Jennifer Garner Wants a 'Physical Fight' with Judy Greer as Season 2 Lets Her Get Physical

Jennifer Garner Wants a 'Physical Fight' with Judy Greer as Season 2 Lets Her Get Physical

jennifer garner said she would like a "physical fight" with Judy Greer — "I'd like to wipe the floor with her" — a remark that lands alongside a clear creative choice in The Last Thing He Told Me Season 2: the show gives Garner room to be physical, early and often.

Jennifer Garner gets physical about 15 minutes into Season 2

The series opens with a familiar beat — a brief, secret encounter at a gallery between Hannah Michaels (Jennifer Garner) and the supposedly disappeared Owen (Nikolaj Coster-Waldau) — then moves on. About 15 minutes into the new season, the show allows Hannah to demonstrate fighting skills that had been largely absent from her recent roles, showing training in hand-to-hand work and a readiness to carry a weapon.

A life built for disruption: burner phones, lockboxes and secret units

Five years later in the show's timeline, Hannah has reshaped her routines: she trains in fighting, actively carries a weapon, uses burner cell phones, keeps bank lockboxes full of untraceable cash, and rents secret storage units. Those concrete choices alter how the series plays out, turning scenes of escape and pursuit into sequences that lean on preparation and physical performance rather than passive reaction.

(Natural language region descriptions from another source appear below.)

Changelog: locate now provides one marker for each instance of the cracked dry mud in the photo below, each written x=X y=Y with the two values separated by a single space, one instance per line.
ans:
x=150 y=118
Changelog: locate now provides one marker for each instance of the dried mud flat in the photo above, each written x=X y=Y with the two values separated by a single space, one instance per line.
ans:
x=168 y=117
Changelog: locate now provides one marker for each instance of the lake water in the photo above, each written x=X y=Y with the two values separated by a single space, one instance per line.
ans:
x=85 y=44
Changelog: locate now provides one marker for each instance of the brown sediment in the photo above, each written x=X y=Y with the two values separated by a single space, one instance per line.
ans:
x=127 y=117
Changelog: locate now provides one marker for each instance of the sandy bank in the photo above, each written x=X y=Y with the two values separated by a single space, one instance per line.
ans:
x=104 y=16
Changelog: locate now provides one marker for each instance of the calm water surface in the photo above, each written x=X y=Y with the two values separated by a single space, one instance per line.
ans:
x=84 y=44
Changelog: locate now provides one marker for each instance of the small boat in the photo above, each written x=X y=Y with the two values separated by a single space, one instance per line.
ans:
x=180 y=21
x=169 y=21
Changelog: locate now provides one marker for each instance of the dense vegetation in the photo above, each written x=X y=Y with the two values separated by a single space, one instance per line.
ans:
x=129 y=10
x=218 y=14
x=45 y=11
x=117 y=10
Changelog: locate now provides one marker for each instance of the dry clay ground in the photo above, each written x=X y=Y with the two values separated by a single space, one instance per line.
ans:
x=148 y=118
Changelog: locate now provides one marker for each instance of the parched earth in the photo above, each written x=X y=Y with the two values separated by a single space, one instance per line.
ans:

A return to running with Bailey after a deal unravels

The new season pivots when an agreement meant to shield Hannah and her stepdaughter Bailey (Angourie Rice) is declared finished. At the end of Season 1, Hannah struck a deal with her husband’s late wife’s father — a mobbed lawyer played by David Morse — that had kept the Campanos from hunting them. With that deal undone, Hannah and Bailey are pushed back into flight, and familiar threats resurface.

The plot leans into the revenge motivations of the Campanos and asks characters to react to old betrayals; it also stretches audience credulity at times by placing a renewed focus on danger to Bailey, who was young when her father crossed the crime family. Still, the show’s new emphasis on training, weapons and proactive measures gives the central role more physical stakes and lets jennifer garner flex a side of her acting many viewers have not seen as often.

The second season is drawn from a sequel novel by Laura David’s, published last year, and the storytelling has been described as a step up: the series avoids simply redoing Season 1 by showing real change in Hannah after the events of that earlier installment. The gallery tease that closed Season 1 reappears at the top of Season 2, but it now sits inside a larger arc about readiness and retaliation.

As the season unfolds, audiences will watch how Hannah’s training and preparations — the fighting, the burner phones, the lockboxes — affect actual confrontations and escapes on screen. The series continues to follow Hannah and Bailey as they go back on the run, with the early episodes establishing both the physical tone and the immediate stakes created by the broken agreement with the Campanos.